You need money to drive research. But “competing for money gets very, very old,” said Jade Thamasucharit, one of the core team members and director of corporate development with Envisionit Media as his day gig. They wanted to open hearts first. “The dollars will come later,” says a confident Thamasucharit. Still, they need bodies, people immersed in a long-term commitment. The Chicago Chapter has a five-year grass-roots road map to recruit advocates, everyday people — especially millennials and underrepresented groups — to get onboard and engage their communities, their families and friends, as participants in the process of finding a cure. There was some push back, as always when you attempt to square the circle. But how to get there?
The planners wanted to bring art and tech, interactivity elements, with this new face and spirit of fundraising. This event is a start. By August they had the show on its feet, with a name that says it all, and a theme. The UNDEFEATED: A Gala Benefiting Whatever It Takes to Beat Cancer.
Plan on a full night to laugh, think and cry, as the charismatic Valvano said in his moving 1993 ESPY Award speech. The team lined up the perfect venue with Zhou B Art Center in Bridgeport, one of the most beautiful event spaces in Chicago. Emmy-nominated Chef Rick Bayless, the sizzle behind award-winning restaurants Frontera Grill and Toplobampo, joins with Chef Eric LeVine to prepare “Laugh Think & Cry” dishes in the Moongate Space. Elliot From, an international speed painter who zapped out a Blackhawks logo at Mach-5 speed, will perform. (Watch closely!) Danny Chaimson’s Gold Coast All Stars band will rock the floor, plus a DJ will mix it up. A 60-foot screen will project artwork and a silent auction for Monterey, Calif., wine country tours, Disney Cruise packages, and original art from the Zhou brothers will be unveiled before the final bows.

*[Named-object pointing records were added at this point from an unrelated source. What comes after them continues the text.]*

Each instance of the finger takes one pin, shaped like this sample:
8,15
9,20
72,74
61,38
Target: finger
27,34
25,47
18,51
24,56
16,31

This gala marks the third year that Chicago-based Crown Imports, distributor of Corona beer, has partnered with the V Foundation, and this unconventional take on charity events “is exactly in Valvano’s wheelhouse,” said Jim Ryan, senior vice president corporate affairs. “It’s exactly what he would want us to experience. He’s still our coach, and he’s driving us to find a cure.”
“We are going to beat this thing,” echoes Thamasucharit. “Whether it’s in my lifetime or my children’s lifetime, I want to be a part of that.”